As a rapidly growing renewable raw material, bamboo is an ideal substitute for wood. However, bamboo’s susceptibility to mold in damp conditions poses a problem. Researchers at Fraunhofer have now analyzed bamboo’s response to moisture under specific climatic conditions. By using simulation software, building owners can plan and implement measures to prevent the growth of mold.
In the era of climate change, bamboo ranks among the most promising construction materials. Bamboo is a rapidly growing renewable raw material, which absorbs CO2, and is resource-efficient and biodegradable. For this reason, the construction industry is increasingly choosing to use it as a substitute for wood, which is becoming scarce due to the increase in building activities across the globe.
However, Bambusoideae (scientific name for bamboo), part of the perennial grass family, poses a structural issue: Over the course of their centuries-long lifespan, trees build up resistance to harmful bacteria and mold. The lifespan of a bamboo stem, however, is only 20 years. As a result, it is less able to protect itself and is therefore vulnerable to mold infestation.
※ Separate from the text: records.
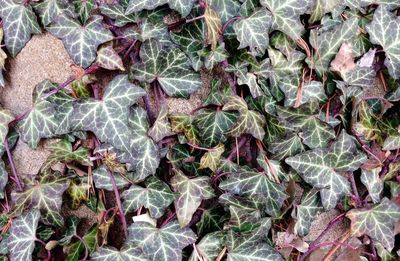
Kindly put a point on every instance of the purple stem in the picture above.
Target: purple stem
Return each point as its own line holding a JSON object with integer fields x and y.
{"x": 240, "y": 144}
{"x": 12, "y": 164}
{"x": 148, "y": 109}
{"x": 118, "y": 200}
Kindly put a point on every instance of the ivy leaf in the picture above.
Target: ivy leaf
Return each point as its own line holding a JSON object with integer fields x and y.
{"x": 211, "y": 158}
{"x": 213, "y": 125}
{"x": 156, "y": 197}
{"x": 253, "y": 31}
{"x": 169, "y": 67}
{"x": 329, "y": 42}
{"x": 250, "y": 183}
{"x": 19, "y": 23}
{"x": 384, "y": 30}
{"x": 126, "y": 253}
{"x": 62, "y": 151}
{"x": 249, "y": 121}
{"x": 377, "y": 222}
{"x": 44, "y": 194}
{"x": 81, "y": 41}
{"x": 48, "y": 10}
{"x": 191, "y": 193}
{"x": 162, "y": 244}
{"x": 108, "y": 118}
{"x": 102, "y": 180}
{"x": 322, "y": 168}
{"x": 117, "y": 12}
{"x": 161, "y": 127}
{"x": 182, "y": 6}
{"x": 293, "y": 89}
{"x": 23, "y": 236}
{"x": 286, "y": 15}
{"x": 209, "y": 247}
{"x": 391, "y": 143}
{"x": 306, "y": 212}
{"x": 374, "y": 185}
{"x": 109, "y": 59}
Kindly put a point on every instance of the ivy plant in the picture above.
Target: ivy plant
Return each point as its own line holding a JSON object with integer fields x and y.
{"x": 301, "y": 117}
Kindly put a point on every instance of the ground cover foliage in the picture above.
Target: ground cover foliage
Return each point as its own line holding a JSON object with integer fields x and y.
{"x": 302, "y": 117}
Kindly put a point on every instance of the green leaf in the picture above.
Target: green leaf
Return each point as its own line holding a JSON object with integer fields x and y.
{"x": 44, "y": 193}
{"x": 162, "y": 244}
{"x": 19, "y": 23}
{"x": 209, "y": 247}
{"x": 249, "y": 121}
{"x": 384, "y": 30}
{"x": 108, "y": 118}
{"x": 191, "y": 191}
{"x": 250, "y": 183}
{"x": 128, "y": 252}
{"x": 286, "y": 15}
{"x": 23, "y": 235}
{"x": 161, "y": 127}
{"x": 109, "y": 59}
{"x": 212, "y": 158}
{"x": 62, "y": 151}
{"x": 306, "y": 212}
{"x": 322, "y": 168}
{"x": 81, "y": 40}
{"x": 391, "y": 143}
{"x": 71, "y": 224}
{"x": 102, "y": 180}
{"x": 84, "y": 8}
{"x": 373, "y": 183}
{"x": 156, "y": 197}
{"x": 48, "y": 10}
{"x": 213, "y": 125}
{"x": 170, "y": 67}
{"x": 253, "y": 31}
{"x": 182, "y": 6}
{"x": 328, "y": 43}
{"x": 377, "y": 222}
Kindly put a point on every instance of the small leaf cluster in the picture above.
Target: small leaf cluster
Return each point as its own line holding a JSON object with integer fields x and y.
{"x": 302, "y": 117}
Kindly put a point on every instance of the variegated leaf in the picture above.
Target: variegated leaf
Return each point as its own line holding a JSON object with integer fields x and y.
{"x": 102, "y": 179}
{"x": 211, "y": 158}
{"x": 391, "y": 143}
{"x": 249, "y": 121}
{"x": 213, "y": 125}
{"x": 209, "y": 247}
{"x": 286, "y": 15}
{"x": 253, "y": 31}
{"x": 322, "y": 168}
{"x": 21, "y": 242}
{"x": 377, "y": 222}
{"x": 108, "y": 118}
{"x": 128, "y": 252}
{"x": 48, "y": 10}
{"x": 373, "y": 183}
{"x": 161, "y": 244}
{"x": 191, "y": 193}
{"x": 19, "y": 23}
{"x": 161, "y": 127}
{"x": 44, "y": 194}
{"x": 384, "y": 30}
{"x": 182, "y": 6}
{"x": 328, "y": 43}
{"x": 252, "y": 183}
{"x": 306, "y": 212}
{"x": 156, "y": 197}
{"x": 81, "y": 41}
{"x": 169, "y": 67}
{"x": 109, "y": 59}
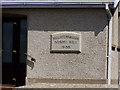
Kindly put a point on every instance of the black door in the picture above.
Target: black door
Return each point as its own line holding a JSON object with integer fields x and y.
{"x": 14, "y": 39}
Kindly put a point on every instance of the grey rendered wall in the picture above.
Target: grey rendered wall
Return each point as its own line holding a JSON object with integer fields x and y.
{"x": 91, "y": 63}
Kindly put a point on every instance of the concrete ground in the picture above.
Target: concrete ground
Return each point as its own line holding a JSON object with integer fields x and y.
{"x": 67, "y": 85}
The Fraunhofer Institute for Building Physics IBP is now presenting a solution that helps to forecast bamboo’s response to moisture, thereby enabling the humidity of the material to be managed efficiently. “The goal is to prevent the growth of mold without using chemical preservatives that can also harm humans,” explains Prof. Dr. Hartwig Künzel, Head of Hygrothermics at Fraunhofer IBP.
The first step was to determine the hygrothermal material properties of bamboo under certain climatic conditions. Following studies in China, further tests were carried out at the outdoor testing facility at Fraunhofer IBP in Holzkirchen near Munich, Germany. Here, bamboo products were exposed to the weather while the climatic conditions were recorded in detail by a meteorological station. An expert team then examined the material in the laboratory. How much water and water vapor did the bamboo absorb? How much was released and how was moisture transported within the material? In the latter case, the material was examined using an MRI scanner, which revealed how the absorbed water was distributed and moved about within the material.
At the technological heart of the project was the hygrothermal simulation software WUFI®. It uses a transient calculation method that has been validated in experiments across the world. This software enables the thermal and moisture conditions in components and buildings to be realistically simulated. Using the properties determined in the laboratory, the software simulates the behavior of bamboo when exposed to specific climatic conditions and presents the findings using an animated chart that shows progression over time. This can be used to derive the probability that mold will grow. Typically, mold starts to pose a risk to bamboo in ambient conditions of 80 percent relative atmospheric humidity. A construction company that uses bamboo for sustainable building construction can use the software analysis to implement measures that will provide effective framework conditions, such as protection against humidity.
“The WUFI® software delivers reliable and detailed results on bamboo’s response to moisture. This enables construction companies and architects to plan and build ecologically safe and sustainable buildings using bamboo as a building material,” says Künzel. In addition, these findings can also be used to open up new areas of application for different materials made from bamboo.
The researchers developed the simulation software years ago. In light of the present increase in demand for wood substitutes, researchers at Fraunhofer have now also validated the software for bamboo. “There is a variety of versions of WUFI® available, depending on the application and requirements. We also license these to international partners,” says Künzel. Bamboo is best suited as a wood substitute. It is a fibrous, light material, which offers great long-term stability, and can be used to manufacture panels (such as wall paneling) in a similar way to wood. Bamboo can also be used for floorboards because it is very hard. Due to its flexibility, bamboo is ideal for construction in earthquake areas.
Reeds (Typha) are another environmentally friendly replacement for wood that Fraunhofer IBP has researched in the past. When used to construct walls, reeds act well as a stable, insulating and sustainable building material.
Expertise regarding materials which can replace wood only makes up part of the specialist competence offered by Fraunhofer IBP. The institute, with sites in Stuttgart and Holzkirchen, has many years of expertise in building physics. This includes, for example, structural engineering, indoor climate and biohygrothermics, all of which are viewed from the standpoint of sustainability. By means of example, scientists are also researching air conditioning in aircraft and moisture management in packaging. Currently, there are plans for a project to assess the possibilities for climate-stable transport of sensitive goods.